Take Home Points

  • Starting January 1, 2014, North Carolina law requires that all patients who have a mammogram be informed of their breast tissue density, and if they have "dense breast tissue", that they may want to discuss their "screening options" with their primary physician.
  • Approximately 50% of women undergoing screening mammography are classified as having either "heterogeneously dense" or "extremely dense" breasts. For all of these women, the patient letter will inform them that they have "dense breast tissue."
  • Only 10% of all women have "extremely dense" breast tissue, which is associated with a relative risk of breast cancer of approximately 2 compared with average breast density. 40% of women have "heterogeneously dense" breast tissue, which is associated with a relative risk of approximately 1.2. Therefore, breast density is not a major cancer risk factor.
  • The sensitivity of mammography is reduced as background breast tissue density increases. When mammography is the only screening test performed, sensitivity decreases by 10% to 20% for women with "dense breasts".

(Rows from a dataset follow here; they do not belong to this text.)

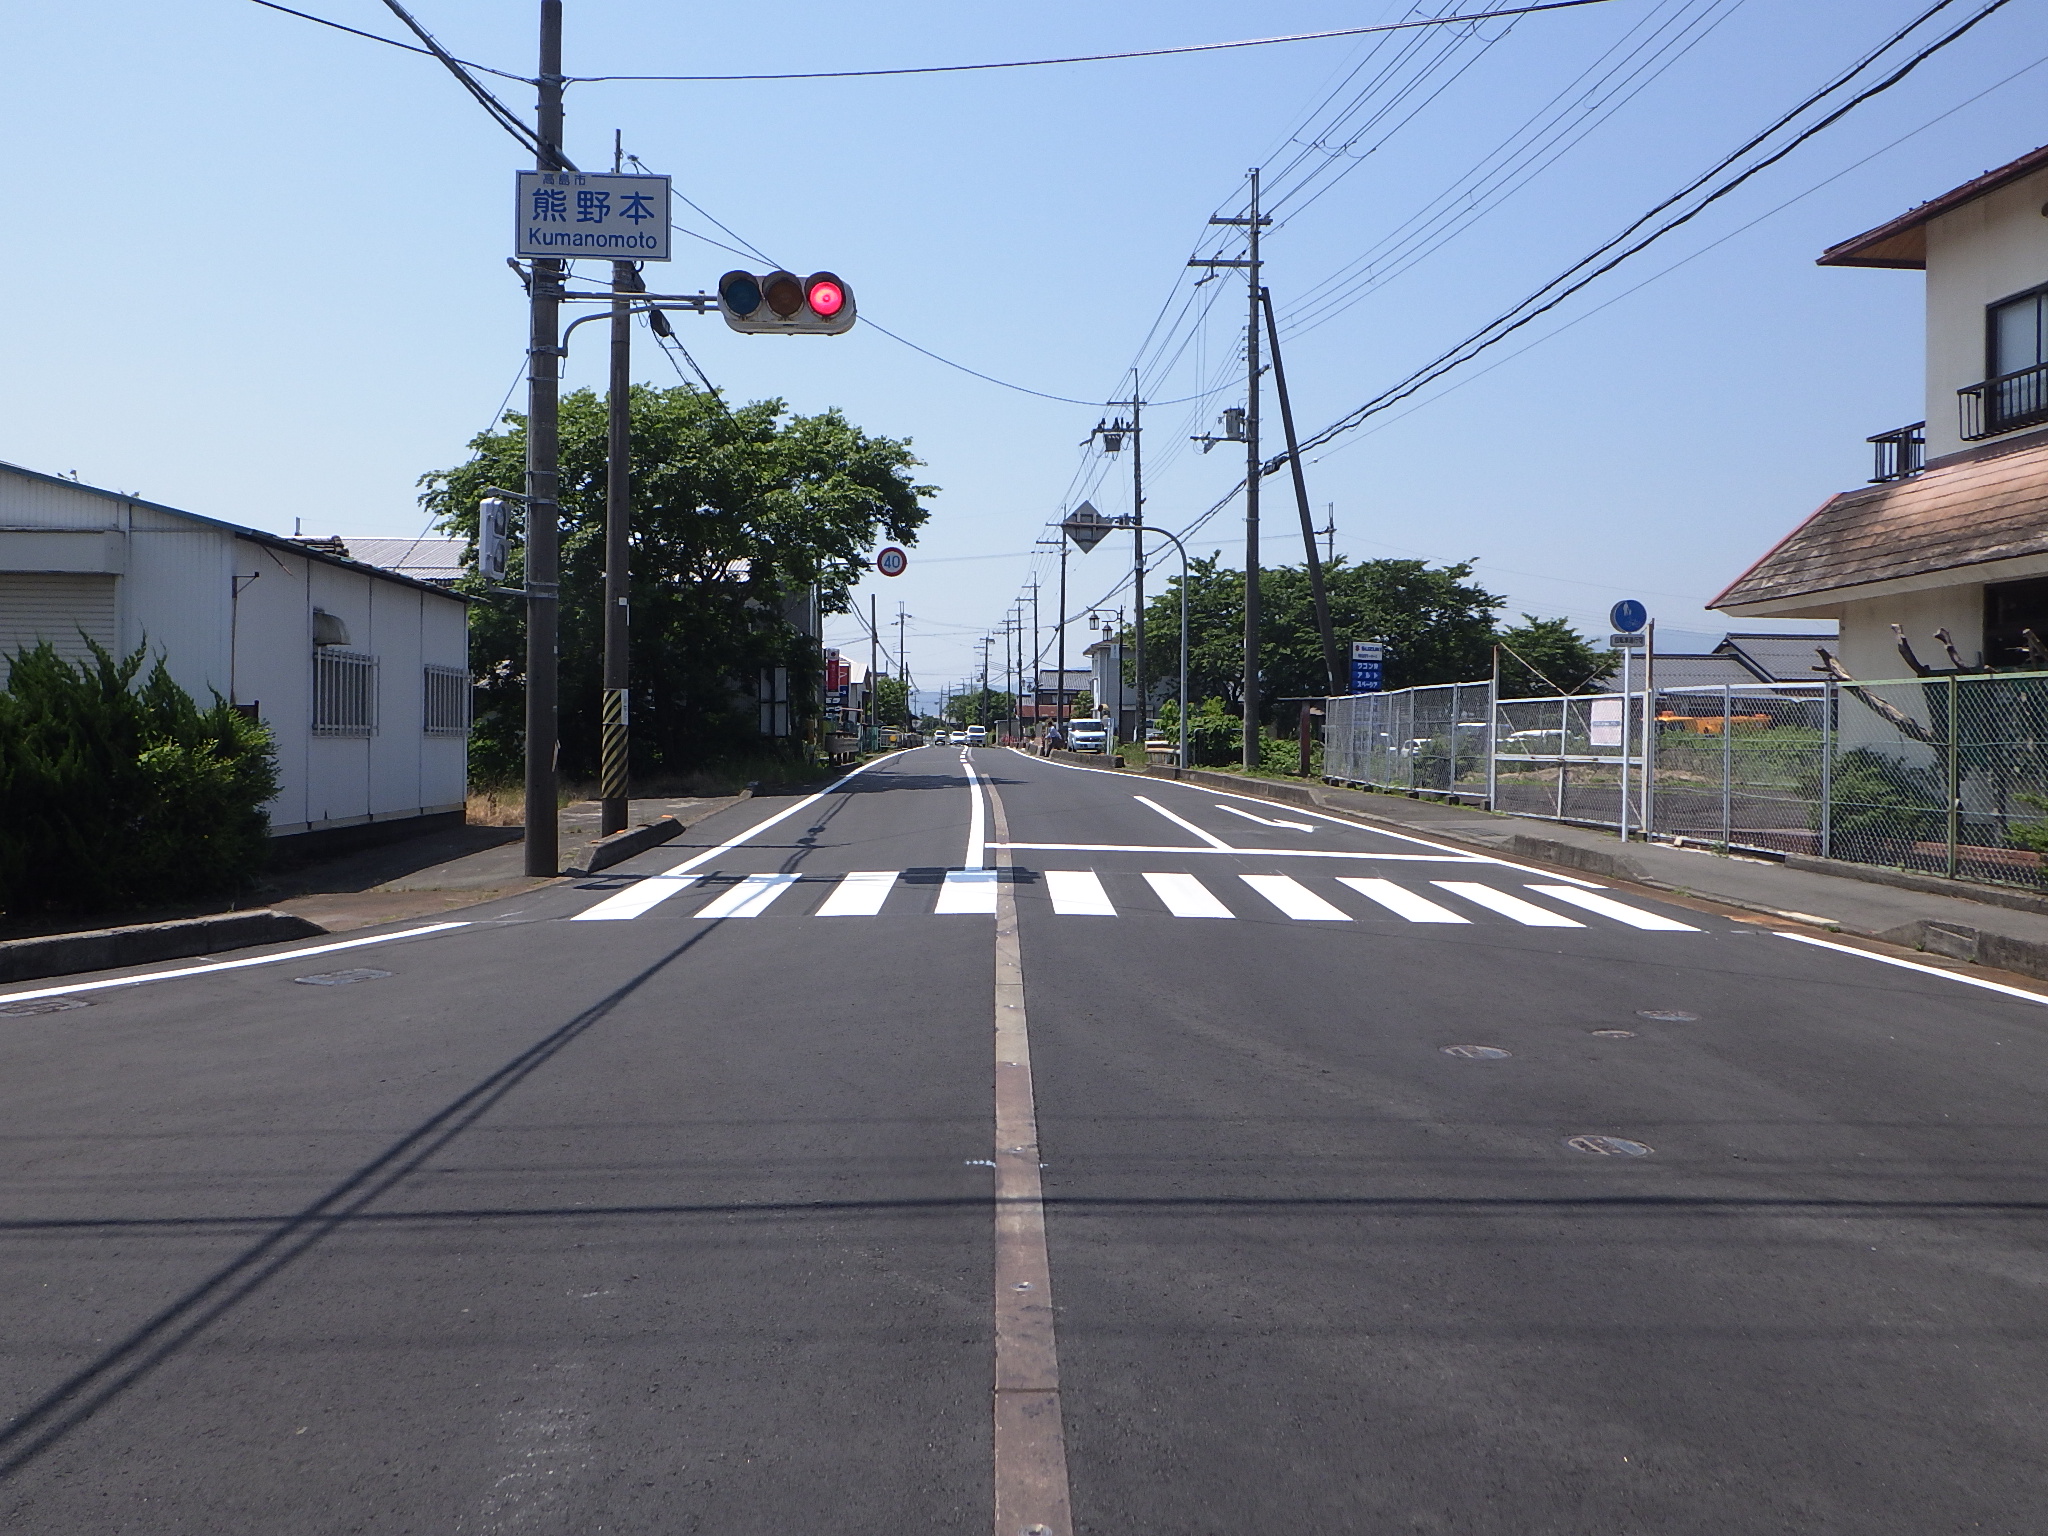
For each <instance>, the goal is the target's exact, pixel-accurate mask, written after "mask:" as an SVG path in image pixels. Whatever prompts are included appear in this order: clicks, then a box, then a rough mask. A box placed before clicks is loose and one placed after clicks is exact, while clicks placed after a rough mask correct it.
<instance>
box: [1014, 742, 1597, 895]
mask: <svg viewBox="0 0 2048 1536" xmlns="http://www.w3.org/2000/svg"><path fill="white" fill-rule="evenodd" d="M1012 752H1016V748H1012ZM1018 756H1020V758H1030V754H1028V752H1020V754H1018ZM1032 762H1049V764H1053V766H1055V768H1065V770H1067V772H1075V774H1116V776H1118V778H1124V776H1126V774H1128V770H1118V768H1083V766H1081V764H1077V762H1059V760H1055V758H1032ZM1153 782H1155V784H1171V786H1174V788H1186V791H1192V793H1200V795H1225V797H1229V799H1233V801H1245V803H1247V805H1274V803H1276V801H1262V799H1260V797H1257V795H1239V793H1237V791H1233V788H1210V786H1206V784H1184V782H1182V780H1178V778H1157V780H1153ZM1286 809H1288V811H1298V813H1300V815H1313V817H1315V819H1317V821H1329V823H1331V825H1337V827H1350V829H1352V831H1376V834H1380V836H1382V838H1395V840H1397V842H1411V844H1417V846H1421V848H1438V850H1442V852H1446V854H1456V856H1458V858H1470V860H1473V862H1479V864H1499V866H1501V868H1511V870H1522V872H1524V874H1536V877H1538V879H1544V881H1565V883H1567V885H1577V887H1579V889H1583V891H1606V889H1608V887H1604V885H1602V883H1599V881H1581V879H1579V877H1577V874H1559V872H1556V870H1550V868H1534V866H1532V864H1516V862H1513V860H1509V858H1497V856H1493V854H1470V852H1464V850H1462V848H1452V846H1448V844H1440V842H1434V840H1430V838H1415V836H1413V834H1407V831H1389V829H1386V827H1376V825H1372V823H1370V821H1352V819H1348V817H1341V815H1329V811H1311V809H1309V807H1307V805H1288V807H1286ZM1255 852H1266V850H1264V848H1260V850H1255Z"/></svg>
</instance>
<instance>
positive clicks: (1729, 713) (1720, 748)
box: [1720, 684, 1735, 852]
mask: <svg viewBox="0 0 2048 1536" xmlns="http://www.w3.org/2000/svg"><path fill="white" fill-rule="evenodd" d="M1733 840H1735V690H1733V688H1731V686H1729V684H1720V852H1729V844H1731V842H1733Z"/></svg>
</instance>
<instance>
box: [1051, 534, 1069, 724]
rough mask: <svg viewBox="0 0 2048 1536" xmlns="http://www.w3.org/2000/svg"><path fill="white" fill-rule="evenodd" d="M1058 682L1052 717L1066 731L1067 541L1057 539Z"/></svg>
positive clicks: (1066, 691) (1066, 669)
mask: <svg viewBox="0 0 2048 1536" xmlns="http://www.w3.org/2000/svg"><path fill="white" fill-rule="evenodd" d="M1055 666H1059V684H1057V686H1055V688H1053V700H1055V702H1053V719H1057V721H1059V733H1061V735H1065V733H1067V541H1065V539H1061V541H1059V662H1057V664H1055Z"/></svg>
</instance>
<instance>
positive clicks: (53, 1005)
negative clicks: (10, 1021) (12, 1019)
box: [0, 997, 92, 1018]
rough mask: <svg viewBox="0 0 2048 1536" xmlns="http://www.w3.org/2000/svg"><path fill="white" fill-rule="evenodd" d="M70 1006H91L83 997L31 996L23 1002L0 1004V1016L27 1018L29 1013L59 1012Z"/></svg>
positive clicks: (72, 1007)
mask: <svg viewBox="0 0 2048 1536" xmlns="http://www.w3.org/2000/svg"><path fill="white" fill-rule="evenodd" d="M70 1008H92V1004H90V1001H86V999H84V997H31V999H29V1001H25V1004H0V1018H29V1016H31V1014H61V1012H66V1010H70Z"/></svg>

  • The recommendations for screening mammography are exactly the same for women with dense breasts as for the rest of the population. Mammography is the only screening modality that has undergone randomized controlled trials demonstrating a reduction in breast cancer mortality. There is no recommendation that it be replaced with another test in any subset of the population.
  • For patients who are interested in additional screening options, a breast cancer risk assessment may be appropriate. It is a good starting point in the discussion of whether supplemental tests will be beneficial and what tests, if any, to order.
  • The other breast imaging "screening options" include screening MRI, ultrasound and tomosynthesis ("3D mammography"). Screening breast MRI has been shown to substantially increase the rate of cancer detection. It is recommended in patients who are at very high risk (>20% lifetime risk) based on American Cancer Society guidelines. For patients at "intermediate risk," such as those with a personal history of breast cancer or a prior biopsy diagnosis of atypia (equivalent to a 15% to 20% lifetime risk), a patient-centered shared decision-making approach is recommended.
  • Screening breast ultrasound is not offered at many centers and may entail an out of pocket charge to patients. Small studies have shown a modest increase in cancer detection, but also a high rate of false positives resulting in benign biopsies. The choice to have this test should be made on an individual basis after a discussion of these risks, benefits, and costs.
  • Breast tomosynthesis ("3D mammography") is being offered in addition to screening mammography in some centers. Thus far, we have preliminary encouraging data on the performance of tomosynthesis in women with dense tissue.